もう数年前のこと、美容室 La u La 自由が丘 が30年以上の営業を終えた。
思えば私が駆け出しの頃に通っていたこの美容室で、この店主が私が藝大の大学院生だと知るとサインオブジェを依頼してくれて、その後も店外内のものをいろいろとやらせていただいたお店である。

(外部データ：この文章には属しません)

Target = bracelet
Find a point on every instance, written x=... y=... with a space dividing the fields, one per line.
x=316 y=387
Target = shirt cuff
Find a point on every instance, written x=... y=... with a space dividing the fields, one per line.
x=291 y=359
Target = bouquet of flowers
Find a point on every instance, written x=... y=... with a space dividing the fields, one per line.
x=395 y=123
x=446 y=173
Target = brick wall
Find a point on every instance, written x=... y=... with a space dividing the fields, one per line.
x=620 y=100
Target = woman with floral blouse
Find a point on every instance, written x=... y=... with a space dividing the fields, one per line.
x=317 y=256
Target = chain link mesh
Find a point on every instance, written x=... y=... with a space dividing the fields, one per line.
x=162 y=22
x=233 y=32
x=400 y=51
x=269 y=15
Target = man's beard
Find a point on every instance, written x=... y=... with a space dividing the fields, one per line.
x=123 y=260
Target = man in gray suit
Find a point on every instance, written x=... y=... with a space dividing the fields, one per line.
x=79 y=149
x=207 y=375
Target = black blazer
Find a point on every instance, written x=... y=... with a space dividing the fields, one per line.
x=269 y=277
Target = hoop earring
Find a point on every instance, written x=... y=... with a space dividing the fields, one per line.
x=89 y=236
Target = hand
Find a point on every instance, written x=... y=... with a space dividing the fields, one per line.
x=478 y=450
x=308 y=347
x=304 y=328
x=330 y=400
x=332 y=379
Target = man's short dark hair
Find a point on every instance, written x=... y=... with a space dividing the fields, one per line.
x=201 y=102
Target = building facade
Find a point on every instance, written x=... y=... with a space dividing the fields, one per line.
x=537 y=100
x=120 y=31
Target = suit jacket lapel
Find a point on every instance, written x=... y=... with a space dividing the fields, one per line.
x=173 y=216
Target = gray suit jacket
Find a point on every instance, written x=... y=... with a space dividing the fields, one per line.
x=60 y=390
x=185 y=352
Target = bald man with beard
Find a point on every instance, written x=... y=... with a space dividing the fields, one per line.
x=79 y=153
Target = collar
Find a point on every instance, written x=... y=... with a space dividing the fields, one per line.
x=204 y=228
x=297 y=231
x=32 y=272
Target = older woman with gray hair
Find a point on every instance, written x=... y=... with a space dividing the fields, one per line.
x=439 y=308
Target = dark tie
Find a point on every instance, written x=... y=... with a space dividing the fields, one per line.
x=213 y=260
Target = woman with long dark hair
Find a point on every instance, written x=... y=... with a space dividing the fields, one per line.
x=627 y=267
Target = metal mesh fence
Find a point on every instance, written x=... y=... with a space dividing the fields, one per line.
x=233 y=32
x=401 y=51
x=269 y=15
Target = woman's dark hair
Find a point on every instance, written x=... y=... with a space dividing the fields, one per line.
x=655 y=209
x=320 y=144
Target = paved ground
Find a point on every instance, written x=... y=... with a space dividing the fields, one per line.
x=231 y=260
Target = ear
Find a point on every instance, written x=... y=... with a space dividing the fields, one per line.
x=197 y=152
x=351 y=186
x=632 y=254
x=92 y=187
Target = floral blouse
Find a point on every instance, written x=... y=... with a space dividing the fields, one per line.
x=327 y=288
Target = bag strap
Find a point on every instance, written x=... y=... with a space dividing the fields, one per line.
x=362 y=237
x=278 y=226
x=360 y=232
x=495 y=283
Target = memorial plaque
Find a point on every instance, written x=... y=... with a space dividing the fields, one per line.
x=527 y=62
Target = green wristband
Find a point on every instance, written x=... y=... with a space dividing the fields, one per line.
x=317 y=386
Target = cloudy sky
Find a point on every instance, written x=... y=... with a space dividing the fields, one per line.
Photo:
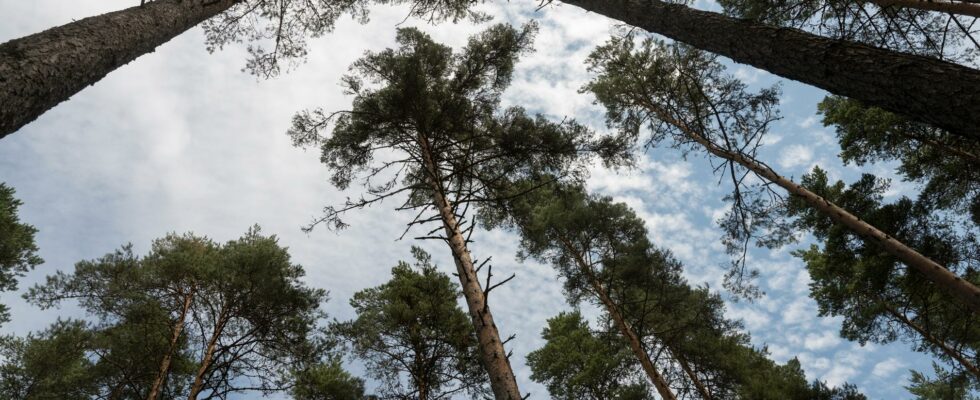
x=181 y=140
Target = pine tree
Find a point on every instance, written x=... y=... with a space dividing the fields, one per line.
x=222 y=318
x=425 y=125
x=327 y=381
x=947 y=167
x=411 y=329
x=826 y=63
x=39 y=71
x=942 y=30
x=18 y=252
x=881 y=299
x=682 y=95
x=602 y=254
x=577 y=363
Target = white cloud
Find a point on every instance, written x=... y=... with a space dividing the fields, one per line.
x=887 y=368
x=795 y=156
x=821 y=341
x=807 y=122
x=180 y=140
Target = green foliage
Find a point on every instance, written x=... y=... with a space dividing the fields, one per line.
x=291 y=23
x=422 y=104
x=945 y=385
x=18 y=252
x=565 y=226
x=577 y=363
x=327 y=381
x=880 y=24
x=411 y=329
x=245 y=296
x=50 y=366
x=946 y=165
x=871 y=289
x=680 y=97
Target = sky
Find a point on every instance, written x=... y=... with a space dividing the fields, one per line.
x=181 y=140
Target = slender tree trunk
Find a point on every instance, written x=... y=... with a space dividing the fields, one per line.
x=41 y=70
x=960 y=288
x=502 y=380
x=952 y=150
x=930 y=338
x=949 y=7
x=165 y=364
x=634 y=341
x=925 y=89
x=206 y=360
x=703 y=390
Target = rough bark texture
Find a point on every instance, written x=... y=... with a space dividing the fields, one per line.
x=931 y=339
x=928 y=90
x=41 y=70
x=198 y=384
x=949 y=7
x=165 y=364
x=495 y=360
x=634 y=341
x=703 y=390
x=968 y=294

そのサインオブジェが商店建築誌に取材されたり、この仕事をきっかけに別のお仕事をいただいたこともあり、お世話になった思い出の店である。
今でもこの店のアンモナイト作品は話題になることもあるし・・・

さて閉店の日のこと
お知らせをもらっていたので、営業最終日の閉店時間の1時間前に駆けつけることが出来た。
店主と思い出話しをしようと思ったのだが、閉店を惜しむ常連さんが次々訪れた。
私は店主とゆっくり話がしたかったので、お客さんが終わるのを待つことにして、気配を消して自分の作品の撮影したり、当時のことを思い出しながらしみじみしていた。
もちろん常連さん達も閉店を惜しみ、お土産を渡したり、連絡先を交換したり、握手したり・・・とても微笑ましい人間模様が眼前で展開されて、このような人生のターニングポイントに居合わせることはなかなか出来ない・・・と感じた。

そして、最後のお客さんが終わったのが閉店時間をすでに2時間半過ぎた、22時半ころ。

「お疲れ様でした」と店主に声をかけた。

「疲れたー、こんな忙しいのは久しぶりだ・・」と店主は言いながら静かにハサミやくしなどが入った腰ベルトを下した。

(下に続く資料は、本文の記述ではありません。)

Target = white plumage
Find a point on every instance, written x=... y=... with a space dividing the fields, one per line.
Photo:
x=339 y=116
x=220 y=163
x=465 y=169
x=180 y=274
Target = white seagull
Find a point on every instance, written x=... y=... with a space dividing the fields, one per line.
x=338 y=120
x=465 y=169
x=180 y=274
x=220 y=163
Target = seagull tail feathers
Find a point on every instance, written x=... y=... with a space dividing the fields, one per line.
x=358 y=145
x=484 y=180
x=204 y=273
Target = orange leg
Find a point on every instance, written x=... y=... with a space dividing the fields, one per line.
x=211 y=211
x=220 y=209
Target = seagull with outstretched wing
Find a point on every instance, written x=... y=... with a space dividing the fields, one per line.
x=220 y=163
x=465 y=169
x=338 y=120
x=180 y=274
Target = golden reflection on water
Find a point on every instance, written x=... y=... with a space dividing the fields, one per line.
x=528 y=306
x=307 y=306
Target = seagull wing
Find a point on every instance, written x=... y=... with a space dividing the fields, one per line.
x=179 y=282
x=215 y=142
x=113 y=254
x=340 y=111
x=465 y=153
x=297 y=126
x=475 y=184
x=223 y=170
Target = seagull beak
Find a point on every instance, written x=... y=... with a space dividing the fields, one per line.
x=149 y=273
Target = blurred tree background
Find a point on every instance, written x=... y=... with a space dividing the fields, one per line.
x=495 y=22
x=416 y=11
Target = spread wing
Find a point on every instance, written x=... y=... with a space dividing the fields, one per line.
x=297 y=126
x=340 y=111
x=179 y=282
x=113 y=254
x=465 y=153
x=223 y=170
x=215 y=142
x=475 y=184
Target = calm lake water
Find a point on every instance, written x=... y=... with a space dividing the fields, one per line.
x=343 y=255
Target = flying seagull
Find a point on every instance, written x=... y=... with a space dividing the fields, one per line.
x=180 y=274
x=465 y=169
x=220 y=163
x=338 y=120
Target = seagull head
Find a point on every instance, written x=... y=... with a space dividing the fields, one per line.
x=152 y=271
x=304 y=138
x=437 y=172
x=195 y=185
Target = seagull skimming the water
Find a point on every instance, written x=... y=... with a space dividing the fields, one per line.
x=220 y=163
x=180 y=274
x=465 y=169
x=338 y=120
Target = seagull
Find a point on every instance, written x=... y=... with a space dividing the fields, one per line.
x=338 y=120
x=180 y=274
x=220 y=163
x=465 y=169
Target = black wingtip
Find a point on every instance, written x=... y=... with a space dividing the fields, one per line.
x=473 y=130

とにかくご飯でも食べることにしてファミレスで食事を済ませると、名残惜しくまた店に戻った。
もう深夜12時半頃だったか・・・なかなか言い出せなかったことを言ってみた。

「もう閉店したし疲れたと思うけど、実は最後の客として来たんだけど・・・」と。

「やろう!切ろう!」と、店主は腰ベルトを装着した。

カットを始めた店主が
「ホントはね、私から切らせて と言いたかったんだけど・・それは店側からは言えなかった」
と、話し始めたが、その後はごく普通の営業トークをして鏡越しにスタイルの話をして・・・今までと全く変わらないカットが進み、いつものように終了した。

最後の客として身構えていた私だったが、事は淡々と進んだ。
そのルーティンワークは、修行時代も含め40年ほどのキャリアから来るのだろう。
そして店主は、
「どうかな?」と三面鏡を後頭部から正面の鏡に映し、私を見た。

「はい!ありがとうございます」と言って、ホントに終わった。
レジを済ませ、無事に最後の客としての大役を終えた記録。